Cat Scratches & Scribbles – Christmas with Cats

CHRISTMAS WITH CATS. Christmas with cats always has been a favorite time of year for me. It became even more special after a bitter divorce and 15 cat-less years of marriage.  On Christmas day, my husband announced that he was having an affair. The divorce was finalized a year later on Christmas eve. However, I refused to have my Christmas ruined. Below is an excerpt from one of the chapters in my book on Clio, a one-eyed, three-legged cat, and her companion, Dickens, who both helped save Christmas for me.

A year later, Alex had the final divorce papers delivered to me on Christmas eve, yet despite Alex’s attempt to ruin Christmas, I decided that I would make every attempt to enjoy my first Christmas with Clio and Dickens. I decorated the house and put up a large artificial Christmas tree. I put up lights and all sorts of decorations. Little did I know the holiday would be so much fun with Clio and how my holidays spent with Clio, Dickens, and my mother would give an opportunity to realize that maybe having few presents (but plenty of love from my mother and cat) as a child was not a bad way to spend Christmas.

Both Clio and Dickens were fascinated by the large artificial tree that I put up in the living room. It had to be assembled branch by branch, and Clio was right there helping with each branch and decoration. Once it was decorated, Clio had to climb up the six-foot tree and hide in the branches.
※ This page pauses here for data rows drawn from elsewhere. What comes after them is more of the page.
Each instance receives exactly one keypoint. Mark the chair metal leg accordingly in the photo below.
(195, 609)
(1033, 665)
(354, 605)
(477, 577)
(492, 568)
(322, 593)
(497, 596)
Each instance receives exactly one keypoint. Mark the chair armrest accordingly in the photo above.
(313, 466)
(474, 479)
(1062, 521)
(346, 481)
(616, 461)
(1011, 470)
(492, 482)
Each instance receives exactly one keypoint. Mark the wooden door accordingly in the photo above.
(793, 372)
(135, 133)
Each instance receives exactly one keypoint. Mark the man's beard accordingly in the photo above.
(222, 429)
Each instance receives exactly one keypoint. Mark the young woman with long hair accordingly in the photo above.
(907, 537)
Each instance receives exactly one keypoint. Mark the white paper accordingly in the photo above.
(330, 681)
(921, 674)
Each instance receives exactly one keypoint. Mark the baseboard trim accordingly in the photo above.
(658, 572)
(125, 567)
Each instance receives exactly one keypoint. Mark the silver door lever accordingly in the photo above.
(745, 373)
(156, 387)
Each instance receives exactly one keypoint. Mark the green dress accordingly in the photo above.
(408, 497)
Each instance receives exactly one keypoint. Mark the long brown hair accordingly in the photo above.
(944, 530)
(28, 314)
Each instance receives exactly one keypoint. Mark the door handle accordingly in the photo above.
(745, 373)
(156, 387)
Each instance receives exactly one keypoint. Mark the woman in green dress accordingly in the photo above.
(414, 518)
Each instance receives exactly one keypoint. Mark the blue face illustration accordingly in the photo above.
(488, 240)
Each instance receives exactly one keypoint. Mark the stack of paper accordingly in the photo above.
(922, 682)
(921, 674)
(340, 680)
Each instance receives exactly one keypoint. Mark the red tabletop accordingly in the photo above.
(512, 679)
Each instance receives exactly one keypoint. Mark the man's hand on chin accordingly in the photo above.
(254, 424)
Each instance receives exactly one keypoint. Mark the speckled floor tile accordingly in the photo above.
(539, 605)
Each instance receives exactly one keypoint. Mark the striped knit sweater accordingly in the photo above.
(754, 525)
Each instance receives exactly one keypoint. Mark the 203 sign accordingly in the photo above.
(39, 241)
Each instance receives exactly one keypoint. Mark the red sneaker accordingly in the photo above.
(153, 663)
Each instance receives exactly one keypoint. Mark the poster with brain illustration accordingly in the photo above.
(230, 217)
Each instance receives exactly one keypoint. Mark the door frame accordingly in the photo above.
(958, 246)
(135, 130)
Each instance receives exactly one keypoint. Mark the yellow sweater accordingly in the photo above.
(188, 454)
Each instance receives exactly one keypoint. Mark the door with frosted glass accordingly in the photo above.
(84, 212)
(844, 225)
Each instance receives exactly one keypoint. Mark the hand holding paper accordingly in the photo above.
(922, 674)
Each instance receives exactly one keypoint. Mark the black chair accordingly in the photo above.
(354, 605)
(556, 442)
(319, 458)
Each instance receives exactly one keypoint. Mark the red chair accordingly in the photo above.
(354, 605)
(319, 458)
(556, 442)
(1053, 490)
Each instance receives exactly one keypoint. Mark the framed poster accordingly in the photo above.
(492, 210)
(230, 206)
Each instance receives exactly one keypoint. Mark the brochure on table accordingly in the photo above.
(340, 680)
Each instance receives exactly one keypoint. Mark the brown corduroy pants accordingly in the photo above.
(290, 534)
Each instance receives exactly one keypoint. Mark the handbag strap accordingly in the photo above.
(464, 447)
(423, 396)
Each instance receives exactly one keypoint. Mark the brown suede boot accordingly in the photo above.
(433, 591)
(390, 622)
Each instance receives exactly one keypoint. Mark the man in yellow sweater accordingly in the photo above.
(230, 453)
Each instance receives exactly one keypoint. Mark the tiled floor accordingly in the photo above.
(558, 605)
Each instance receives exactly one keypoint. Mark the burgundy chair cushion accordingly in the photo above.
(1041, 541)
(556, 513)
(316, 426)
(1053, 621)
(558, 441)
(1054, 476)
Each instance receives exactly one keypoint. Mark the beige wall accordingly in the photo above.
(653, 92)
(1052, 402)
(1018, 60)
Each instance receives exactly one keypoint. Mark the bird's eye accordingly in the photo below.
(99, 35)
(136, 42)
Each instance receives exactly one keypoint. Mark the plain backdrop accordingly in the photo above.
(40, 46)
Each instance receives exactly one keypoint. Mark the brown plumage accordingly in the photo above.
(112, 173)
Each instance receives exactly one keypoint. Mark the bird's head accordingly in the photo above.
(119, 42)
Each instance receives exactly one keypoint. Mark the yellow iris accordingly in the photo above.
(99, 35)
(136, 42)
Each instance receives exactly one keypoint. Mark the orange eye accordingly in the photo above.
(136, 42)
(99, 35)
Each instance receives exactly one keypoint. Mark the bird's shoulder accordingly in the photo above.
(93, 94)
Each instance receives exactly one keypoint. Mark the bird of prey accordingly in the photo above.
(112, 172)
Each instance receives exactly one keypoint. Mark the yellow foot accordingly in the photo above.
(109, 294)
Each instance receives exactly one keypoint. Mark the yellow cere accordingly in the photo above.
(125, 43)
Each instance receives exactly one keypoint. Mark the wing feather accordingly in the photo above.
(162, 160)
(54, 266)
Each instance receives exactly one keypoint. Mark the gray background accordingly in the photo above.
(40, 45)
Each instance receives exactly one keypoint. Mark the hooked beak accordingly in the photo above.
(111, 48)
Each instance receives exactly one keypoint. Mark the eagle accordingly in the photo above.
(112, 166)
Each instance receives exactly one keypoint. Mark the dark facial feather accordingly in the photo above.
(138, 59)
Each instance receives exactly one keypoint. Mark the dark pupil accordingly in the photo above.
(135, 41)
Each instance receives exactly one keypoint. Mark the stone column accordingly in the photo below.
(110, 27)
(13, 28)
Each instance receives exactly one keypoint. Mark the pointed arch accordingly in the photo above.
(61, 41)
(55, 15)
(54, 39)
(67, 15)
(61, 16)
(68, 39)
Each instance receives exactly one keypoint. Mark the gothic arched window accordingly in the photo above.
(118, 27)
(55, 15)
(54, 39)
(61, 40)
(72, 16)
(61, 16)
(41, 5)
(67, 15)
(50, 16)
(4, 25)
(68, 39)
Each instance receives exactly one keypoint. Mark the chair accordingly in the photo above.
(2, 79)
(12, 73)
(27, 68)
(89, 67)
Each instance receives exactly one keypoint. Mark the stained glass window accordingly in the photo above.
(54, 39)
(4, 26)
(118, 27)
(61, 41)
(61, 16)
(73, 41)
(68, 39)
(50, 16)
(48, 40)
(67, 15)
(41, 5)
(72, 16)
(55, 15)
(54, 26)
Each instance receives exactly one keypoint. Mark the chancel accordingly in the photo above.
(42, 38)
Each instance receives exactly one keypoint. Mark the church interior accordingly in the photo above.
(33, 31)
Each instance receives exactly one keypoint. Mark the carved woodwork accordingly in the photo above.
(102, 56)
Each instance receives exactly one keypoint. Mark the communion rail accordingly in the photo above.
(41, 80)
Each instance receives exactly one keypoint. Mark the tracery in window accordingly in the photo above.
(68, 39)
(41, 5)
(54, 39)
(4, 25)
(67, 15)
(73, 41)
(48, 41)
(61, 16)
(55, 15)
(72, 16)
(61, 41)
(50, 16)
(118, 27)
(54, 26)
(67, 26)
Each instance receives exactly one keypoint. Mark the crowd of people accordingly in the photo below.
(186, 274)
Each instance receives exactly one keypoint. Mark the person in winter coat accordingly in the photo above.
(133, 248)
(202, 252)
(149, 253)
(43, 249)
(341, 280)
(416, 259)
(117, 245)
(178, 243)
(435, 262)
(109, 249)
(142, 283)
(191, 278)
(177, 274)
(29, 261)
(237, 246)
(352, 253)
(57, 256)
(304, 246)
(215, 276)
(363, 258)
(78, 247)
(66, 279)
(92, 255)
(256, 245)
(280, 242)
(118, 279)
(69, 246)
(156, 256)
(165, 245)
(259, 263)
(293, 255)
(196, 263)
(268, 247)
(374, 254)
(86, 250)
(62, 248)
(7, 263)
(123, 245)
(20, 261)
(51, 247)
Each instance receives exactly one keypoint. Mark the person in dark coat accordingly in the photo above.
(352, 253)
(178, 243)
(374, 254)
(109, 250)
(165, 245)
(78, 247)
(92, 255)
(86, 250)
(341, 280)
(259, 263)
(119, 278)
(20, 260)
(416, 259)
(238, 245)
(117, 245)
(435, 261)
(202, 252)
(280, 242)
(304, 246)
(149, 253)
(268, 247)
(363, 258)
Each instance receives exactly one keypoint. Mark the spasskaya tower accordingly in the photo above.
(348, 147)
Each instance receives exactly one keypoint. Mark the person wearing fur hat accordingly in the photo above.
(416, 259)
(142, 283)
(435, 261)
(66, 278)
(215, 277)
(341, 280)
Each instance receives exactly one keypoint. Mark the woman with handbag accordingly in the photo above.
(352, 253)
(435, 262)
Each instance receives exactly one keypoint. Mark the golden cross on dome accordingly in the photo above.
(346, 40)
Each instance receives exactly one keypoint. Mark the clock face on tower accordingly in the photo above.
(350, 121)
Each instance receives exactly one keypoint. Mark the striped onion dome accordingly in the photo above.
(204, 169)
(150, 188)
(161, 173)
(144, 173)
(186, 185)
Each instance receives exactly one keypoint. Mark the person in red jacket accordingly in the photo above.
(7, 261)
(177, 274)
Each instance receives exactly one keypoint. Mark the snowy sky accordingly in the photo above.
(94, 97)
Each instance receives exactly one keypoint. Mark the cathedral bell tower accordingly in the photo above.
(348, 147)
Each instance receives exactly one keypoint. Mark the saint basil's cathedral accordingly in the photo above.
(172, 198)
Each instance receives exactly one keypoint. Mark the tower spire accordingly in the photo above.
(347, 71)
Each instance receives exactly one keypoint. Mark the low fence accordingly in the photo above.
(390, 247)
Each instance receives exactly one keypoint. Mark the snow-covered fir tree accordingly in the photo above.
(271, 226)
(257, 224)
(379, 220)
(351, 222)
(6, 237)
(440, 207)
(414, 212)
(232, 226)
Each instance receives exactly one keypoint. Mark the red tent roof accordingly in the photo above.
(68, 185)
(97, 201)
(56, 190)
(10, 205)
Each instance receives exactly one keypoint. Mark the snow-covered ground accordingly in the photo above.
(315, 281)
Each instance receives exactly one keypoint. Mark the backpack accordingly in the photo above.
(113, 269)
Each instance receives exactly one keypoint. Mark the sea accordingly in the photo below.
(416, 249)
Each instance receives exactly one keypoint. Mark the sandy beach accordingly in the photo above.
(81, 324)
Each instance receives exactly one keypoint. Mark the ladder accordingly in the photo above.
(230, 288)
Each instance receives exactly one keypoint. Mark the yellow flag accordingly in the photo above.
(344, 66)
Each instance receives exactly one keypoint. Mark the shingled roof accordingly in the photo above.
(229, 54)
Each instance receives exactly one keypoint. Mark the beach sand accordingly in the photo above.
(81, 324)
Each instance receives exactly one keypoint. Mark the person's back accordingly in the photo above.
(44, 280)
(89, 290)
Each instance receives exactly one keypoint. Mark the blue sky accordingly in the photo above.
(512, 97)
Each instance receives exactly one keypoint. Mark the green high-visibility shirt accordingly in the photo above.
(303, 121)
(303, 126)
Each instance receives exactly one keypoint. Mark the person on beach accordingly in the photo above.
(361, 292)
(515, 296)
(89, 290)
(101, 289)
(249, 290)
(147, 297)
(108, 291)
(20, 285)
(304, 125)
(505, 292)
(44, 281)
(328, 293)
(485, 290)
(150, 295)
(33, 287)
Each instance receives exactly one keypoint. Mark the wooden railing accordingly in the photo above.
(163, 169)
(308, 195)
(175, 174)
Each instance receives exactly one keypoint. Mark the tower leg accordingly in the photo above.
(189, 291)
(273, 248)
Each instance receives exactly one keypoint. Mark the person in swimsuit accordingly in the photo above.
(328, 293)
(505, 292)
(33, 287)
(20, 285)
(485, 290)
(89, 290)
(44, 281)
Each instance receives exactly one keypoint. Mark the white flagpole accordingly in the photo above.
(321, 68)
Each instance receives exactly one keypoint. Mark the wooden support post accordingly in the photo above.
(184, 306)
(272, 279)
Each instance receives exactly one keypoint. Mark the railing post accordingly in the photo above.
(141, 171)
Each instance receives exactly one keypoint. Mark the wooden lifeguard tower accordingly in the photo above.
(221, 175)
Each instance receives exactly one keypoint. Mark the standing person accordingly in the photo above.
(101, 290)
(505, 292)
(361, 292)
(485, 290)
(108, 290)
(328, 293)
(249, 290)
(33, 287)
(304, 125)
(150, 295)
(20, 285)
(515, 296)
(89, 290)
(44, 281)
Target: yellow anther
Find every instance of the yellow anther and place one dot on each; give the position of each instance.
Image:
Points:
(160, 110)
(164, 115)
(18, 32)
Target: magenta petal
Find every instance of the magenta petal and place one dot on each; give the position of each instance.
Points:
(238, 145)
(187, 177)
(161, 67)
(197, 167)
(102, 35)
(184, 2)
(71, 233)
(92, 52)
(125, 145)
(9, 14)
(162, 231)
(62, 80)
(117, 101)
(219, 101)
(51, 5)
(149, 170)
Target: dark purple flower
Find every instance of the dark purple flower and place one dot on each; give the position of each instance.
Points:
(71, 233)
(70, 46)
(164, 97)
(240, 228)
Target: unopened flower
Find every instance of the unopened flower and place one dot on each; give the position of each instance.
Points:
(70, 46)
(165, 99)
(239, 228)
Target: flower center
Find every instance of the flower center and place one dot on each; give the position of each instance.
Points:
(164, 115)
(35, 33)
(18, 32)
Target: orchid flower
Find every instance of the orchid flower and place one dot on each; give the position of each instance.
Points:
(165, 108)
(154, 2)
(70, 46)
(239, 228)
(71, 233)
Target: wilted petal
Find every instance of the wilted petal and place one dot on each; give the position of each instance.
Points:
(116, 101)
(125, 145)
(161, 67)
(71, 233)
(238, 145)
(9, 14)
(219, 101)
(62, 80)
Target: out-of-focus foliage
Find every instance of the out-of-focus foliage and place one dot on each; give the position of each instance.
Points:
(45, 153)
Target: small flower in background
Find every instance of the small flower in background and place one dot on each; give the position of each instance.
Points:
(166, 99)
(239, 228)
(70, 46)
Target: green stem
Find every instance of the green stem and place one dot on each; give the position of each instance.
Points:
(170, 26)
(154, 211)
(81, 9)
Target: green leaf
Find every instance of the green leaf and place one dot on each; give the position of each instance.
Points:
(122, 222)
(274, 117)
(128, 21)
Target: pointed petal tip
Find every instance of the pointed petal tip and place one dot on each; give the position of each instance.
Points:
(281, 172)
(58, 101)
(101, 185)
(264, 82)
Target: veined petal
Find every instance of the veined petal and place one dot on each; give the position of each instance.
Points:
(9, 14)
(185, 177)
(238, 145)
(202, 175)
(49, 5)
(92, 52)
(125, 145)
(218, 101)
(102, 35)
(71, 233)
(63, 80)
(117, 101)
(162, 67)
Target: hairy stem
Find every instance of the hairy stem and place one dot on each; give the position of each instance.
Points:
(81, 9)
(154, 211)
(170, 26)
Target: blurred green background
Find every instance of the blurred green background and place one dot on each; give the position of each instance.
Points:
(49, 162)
It was as if she knew that if I tried to extricate her, the decorations would have to be sacrificed. My mother enjoyed watching the cats try to un-decorate the tree as I tried hard to decorate it and keep it decorated. Dickens initially did not climb into the tree, but the “cat in tree” tradition was passed to him. Dickens originally stayed out of the tree, but I’m sure that when I was at work, Clio taught him how to climb into it. In fact, Clio would often leave him in the tree so I would think that he was the guilty party, or I would come home from work and find them both deeply embedded in it.

When Clio wasn’t in the tree, she was sitting on the small chair near it, perched over the arm and occasionally stretching out her paw to liberate a decoration from the branch to which it was attached. She also loved to sit under the tree and quietly un-decorate packages by taking off bows, trying to rip paper off the packages, and taking tissue paper out of the gift bags. She would find her gifts (usually catnip toys) and proceed to unwrap them to sneak a peek. Above all, Clio’s favorite activity was sleeping under the tree, and she and Dickens would jockey for a position under it among the presents.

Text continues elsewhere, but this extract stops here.